The T BBR difference is related to thermal losses. As discussed earlier, heat dissipation by conduction to the platinum electrodes during cylindrical sample sintering causes lower electrical conductivity. Thus, the flash event happens at a higher furnace temperature for cylindrical samples than dog-bone ones. Since T BBR estimates raise furnace temperatures to the fourth power, as Eq. (A) shows, this explains the increase in the estimated temperature for cylindrical samples.

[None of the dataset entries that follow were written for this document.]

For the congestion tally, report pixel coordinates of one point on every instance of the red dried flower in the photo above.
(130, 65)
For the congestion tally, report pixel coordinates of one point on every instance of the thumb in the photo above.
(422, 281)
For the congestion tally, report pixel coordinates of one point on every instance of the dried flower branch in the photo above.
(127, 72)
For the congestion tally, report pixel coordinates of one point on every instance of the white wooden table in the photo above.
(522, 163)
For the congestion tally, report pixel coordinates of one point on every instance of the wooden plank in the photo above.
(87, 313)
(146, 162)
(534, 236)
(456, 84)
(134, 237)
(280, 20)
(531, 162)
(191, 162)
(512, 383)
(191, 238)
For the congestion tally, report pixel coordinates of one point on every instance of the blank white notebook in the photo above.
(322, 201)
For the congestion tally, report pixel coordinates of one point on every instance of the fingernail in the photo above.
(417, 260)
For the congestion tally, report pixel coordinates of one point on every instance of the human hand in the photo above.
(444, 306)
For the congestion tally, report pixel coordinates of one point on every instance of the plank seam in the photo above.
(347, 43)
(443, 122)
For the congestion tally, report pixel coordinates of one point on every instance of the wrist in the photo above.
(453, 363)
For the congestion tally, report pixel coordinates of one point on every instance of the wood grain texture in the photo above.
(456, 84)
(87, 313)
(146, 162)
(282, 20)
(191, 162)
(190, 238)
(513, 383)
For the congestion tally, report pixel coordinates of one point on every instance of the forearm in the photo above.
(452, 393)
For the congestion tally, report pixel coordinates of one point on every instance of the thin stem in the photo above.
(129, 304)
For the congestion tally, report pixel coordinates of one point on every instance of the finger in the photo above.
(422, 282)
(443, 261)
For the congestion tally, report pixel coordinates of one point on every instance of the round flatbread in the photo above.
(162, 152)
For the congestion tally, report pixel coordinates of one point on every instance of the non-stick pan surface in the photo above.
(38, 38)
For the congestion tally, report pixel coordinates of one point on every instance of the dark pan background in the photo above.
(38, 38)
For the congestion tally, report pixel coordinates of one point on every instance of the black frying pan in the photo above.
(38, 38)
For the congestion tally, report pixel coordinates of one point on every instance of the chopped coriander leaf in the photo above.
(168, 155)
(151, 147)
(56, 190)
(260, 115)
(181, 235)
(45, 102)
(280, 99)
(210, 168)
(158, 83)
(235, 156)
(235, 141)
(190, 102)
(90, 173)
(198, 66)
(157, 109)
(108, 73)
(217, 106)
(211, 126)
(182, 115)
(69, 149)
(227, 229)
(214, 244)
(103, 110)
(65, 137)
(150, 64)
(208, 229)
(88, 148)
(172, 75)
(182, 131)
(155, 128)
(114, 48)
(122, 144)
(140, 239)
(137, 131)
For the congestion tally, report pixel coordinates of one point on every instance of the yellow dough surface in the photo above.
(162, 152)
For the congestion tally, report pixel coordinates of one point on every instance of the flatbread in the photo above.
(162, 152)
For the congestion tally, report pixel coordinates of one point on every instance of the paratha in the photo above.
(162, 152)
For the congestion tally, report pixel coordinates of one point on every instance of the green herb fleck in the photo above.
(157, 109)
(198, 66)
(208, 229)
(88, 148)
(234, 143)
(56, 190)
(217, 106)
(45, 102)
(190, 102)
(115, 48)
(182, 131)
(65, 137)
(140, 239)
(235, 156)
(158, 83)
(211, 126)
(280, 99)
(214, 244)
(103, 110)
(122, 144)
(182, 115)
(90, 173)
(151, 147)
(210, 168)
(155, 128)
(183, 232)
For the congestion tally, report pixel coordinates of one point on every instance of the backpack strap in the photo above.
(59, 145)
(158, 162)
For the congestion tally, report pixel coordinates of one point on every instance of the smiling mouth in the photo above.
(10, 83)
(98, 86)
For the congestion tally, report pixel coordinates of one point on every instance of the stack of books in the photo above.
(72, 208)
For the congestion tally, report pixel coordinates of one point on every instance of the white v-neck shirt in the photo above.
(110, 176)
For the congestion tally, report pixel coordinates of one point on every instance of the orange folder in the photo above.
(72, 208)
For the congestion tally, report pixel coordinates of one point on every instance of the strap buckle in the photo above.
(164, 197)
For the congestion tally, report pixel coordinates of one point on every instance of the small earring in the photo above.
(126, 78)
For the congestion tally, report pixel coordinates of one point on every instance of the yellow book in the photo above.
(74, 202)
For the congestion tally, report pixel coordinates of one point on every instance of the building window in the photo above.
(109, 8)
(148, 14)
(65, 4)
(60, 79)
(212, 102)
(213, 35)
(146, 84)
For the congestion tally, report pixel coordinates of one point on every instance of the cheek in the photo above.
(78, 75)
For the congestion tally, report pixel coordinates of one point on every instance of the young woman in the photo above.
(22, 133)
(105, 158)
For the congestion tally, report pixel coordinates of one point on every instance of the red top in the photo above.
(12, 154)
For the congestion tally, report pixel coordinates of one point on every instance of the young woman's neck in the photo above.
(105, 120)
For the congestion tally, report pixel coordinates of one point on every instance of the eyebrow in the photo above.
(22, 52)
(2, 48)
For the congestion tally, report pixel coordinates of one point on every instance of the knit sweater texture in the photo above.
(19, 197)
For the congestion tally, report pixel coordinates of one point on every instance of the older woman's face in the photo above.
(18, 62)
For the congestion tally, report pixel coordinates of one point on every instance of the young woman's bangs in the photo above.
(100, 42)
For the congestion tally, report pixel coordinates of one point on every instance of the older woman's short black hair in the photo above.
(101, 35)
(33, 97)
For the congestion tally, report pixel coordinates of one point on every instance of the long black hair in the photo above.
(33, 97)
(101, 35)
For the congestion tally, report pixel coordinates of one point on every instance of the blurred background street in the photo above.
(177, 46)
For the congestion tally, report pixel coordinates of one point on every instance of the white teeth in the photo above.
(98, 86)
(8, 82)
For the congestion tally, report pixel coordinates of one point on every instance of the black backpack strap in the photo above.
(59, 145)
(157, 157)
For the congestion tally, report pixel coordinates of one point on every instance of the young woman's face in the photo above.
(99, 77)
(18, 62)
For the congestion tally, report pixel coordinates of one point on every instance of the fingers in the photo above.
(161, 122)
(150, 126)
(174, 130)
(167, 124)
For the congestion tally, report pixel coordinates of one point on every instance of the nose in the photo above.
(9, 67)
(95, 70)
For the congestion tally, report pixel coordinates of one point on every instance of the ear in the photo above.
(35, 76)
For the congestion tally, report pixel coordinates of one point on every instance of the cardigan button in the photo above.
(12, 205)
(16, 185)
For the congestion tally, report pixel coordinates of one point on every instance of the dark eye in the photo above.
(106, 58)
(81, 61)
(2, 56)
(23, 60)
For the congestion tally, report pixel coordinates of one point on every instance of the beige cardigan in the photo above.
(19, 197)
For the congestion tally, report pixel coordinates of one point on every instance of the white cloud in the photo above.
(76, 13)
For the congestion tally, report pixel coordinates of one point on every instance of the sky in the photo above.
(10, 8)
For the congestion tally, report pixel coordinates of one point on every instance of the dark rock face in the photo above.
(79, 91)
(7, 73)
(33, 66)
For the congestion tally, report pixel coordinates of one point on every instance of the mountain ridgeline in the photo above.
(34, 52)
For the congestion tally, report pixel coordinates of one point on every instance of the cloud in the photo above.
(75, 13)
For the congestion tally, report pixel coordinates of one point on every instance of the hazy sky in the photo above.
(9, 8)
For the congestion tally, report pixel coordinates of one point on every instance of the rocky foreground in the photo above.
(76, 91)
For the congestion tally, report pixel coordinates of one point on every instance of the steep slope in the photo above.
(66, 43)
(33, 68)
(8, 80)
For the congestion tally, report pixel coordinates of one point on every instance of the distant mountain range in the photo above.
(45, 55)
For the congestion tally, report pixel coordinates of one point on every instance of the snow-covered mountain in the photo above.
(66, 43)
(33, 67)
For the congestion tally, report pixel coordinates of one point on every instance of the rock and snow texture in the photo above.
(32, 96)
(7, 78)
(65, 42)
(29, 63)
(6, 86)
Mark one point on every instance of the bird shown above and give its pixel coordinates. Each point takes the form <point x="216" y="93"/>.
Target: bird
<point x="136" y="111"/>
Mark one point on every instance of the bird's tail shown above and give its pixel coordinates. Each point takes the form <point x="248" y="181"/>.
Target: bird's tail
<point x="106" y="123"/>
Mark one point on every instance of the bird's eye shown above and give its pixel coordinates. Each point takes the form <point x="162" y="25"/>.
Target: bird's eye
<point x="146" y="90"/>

Utilizing the constraints specified in Table 2, optimized values for E and J were estimated. Subsequently, FS was conducted using the obtained values to validate the optimized mathematical model. Cross-validation was also executed to assess the models’ generalization capacity, with the objective of evaluating their accuracy and subjecting them to testing with all available data.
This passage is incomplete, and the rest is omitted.